Mais le pharmacien n'est pas tranquille non plus. « Ce qui est plus difficile, c'est de se dire qu'on peut mettre en danger nos proches. J'ai peur pour ma famille ». Alors, il a loué un appartement au-dessus de l'officine, acceptant de ne plus voir durant le confinement sa femme et ses enfants, qui vivent pourtant à 500 m de là. Sur son lieu de travail, les comptoirs, au fond, sont désormais protégés par du plexiglas. « Une personne sort, une personne entre », lit-on sur une affiche à l'entrée.
D'un naturel optimiste, Alain retient d'abord « l'extraordinaire élan de solidarité dans son équipe ». Il le répète, « il y a zéro absentéisme. Quand il faut garder les enfants, chacun se relaie, s'échange des heures. Je n'arrête pas de les remercier ». De temps en temps, il leur fait livrer les repas italiens du restaurant d'en face. Sa fille aînée, qui vit dans l'immeuble où il a posé ses bagages et est un « véritable cordon-bleu », leur prépare de « bons petits plats ». Une façon de leur témoigner son immense reconnaissance.
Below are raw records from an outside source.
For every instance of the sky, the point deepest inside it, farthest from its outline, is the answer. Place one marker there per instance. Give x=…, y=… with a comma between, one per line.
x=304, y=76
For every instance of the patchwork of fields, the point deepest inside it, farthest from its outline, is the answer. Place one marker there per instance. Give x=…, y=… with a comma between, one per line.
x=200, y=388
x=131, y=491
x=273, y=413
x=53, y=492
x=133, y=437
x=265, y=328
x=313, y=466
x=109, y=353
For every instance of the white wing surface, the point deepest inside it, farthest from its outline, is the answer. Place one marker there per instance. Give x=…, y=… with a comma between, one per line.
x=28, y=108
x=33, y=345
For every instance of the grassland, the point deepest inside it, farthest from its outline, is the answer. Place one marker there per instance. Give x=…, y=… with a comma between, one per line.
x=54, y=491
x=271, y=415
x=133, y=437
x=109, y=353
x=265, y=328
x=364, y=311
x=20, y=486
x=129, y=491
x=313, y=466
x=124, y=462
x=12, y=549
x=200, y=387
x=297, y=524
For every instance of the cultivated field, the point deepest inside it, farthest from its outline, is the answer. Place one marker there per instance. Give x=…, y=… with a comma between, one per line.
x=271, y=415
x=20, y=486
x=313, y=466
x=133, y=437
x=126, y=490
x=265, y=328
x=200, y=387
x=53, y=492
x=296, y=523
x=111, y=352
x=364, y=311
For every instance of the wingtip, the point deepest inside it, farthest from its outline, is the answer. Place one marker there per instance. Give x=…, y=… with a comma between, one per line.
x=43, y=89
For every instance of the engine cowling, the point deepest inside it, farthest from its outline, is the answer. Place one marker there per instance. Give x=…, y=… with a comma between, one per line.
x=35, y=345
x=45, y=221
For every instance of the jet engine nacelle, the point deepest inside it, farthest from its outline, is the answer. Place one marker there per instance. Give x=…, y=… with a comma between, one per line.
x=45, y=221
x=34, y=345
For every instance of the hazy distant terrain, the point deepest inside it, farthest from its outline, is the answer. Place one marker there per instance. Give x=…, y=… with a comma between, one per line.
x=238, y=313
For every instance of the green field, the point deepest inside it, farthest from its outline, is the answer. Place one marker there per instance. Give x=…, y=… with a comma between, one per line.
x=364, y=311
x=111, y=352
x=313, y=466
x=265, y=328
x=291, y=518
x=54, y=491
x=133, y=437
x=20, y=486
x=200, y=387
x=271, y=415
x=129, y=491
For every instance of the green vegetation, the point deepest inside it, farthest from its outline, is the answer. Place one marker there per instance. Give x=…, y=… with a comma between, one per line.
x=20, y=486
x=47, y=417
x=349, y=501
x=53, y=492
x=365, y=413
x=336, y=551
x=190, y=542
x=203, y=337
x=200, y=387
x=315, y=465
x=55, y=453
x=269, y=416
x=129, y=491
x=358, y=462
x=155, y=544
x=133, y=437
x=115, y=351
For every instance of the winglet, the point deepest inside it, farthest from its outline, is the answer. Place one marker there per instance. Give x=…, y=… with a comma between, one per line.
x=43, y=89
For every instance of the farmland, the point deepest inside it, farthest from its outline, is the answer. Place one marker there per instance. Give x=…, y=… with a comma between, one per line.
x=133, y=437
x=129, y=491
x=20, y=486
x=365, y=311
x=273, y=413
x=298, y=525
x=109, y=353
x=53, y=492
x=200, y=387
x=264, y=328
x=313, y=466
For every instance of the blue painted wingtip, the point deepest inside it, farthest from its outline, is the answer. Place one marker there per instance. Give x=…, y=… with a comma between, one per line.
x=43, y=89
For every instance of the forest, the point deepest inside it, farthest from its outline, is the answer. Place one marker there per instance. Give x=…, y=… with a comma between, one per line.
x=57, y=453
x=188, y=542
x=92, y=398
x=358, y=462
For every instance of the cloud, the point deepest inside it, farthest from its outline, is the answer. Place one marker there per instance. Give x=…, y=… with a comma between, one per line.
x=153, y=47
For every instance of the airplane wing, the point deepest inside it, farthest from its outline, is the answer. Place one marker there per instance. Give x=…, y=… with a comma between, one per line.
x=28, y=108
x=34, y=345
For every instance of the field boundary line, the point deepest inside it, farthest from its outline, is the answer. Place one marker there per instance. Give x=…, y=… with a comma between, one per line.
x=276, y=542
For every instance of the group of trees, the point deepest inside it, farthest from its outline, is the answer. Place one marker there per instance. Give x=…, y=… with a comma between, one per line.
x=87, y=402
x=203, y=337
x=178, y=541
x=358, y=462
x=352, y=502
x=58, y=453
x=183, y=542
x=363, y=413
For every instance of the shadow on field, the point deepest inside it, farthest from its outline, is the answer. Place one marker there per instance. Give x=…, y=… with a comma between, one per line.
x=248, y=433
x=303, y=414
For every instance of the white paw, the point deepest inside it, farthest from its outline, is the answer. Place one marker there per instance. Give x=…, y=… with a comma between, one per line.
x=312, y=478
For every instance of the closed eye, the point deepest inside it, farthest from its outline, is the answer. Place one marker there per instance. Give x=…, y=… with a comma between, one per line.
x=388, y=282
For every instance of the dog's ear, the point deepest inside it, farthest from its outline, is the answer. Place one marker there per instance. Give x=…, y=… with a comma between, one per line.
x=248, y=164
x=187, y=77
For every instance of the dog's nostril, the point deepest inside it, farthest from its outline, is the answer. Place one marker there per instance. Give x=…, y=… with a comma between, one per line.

On l'interrompt. « Excusez-moi, un médecin demande des masques, on n'en a pas, elle n'est pas contente », lance une préparatrice. Alain soupire. C'est devenu son quotidien. Face aux stocks manquants, il ne cherche pas de coupable : « On est dans la réaction, non dans l'action, mais je ne juge pas le gouvernement, je n'aimerais pas être à leur place ». Pensait-il qu'un jour, il devrait faire face à une telle épidémie ? Il acquiesce. « Au moment de la grippe H1N1, il y a dix ans, j'avais lu que des virologues disaient qu'un jour ça arriverait. Et c'est arrivé ».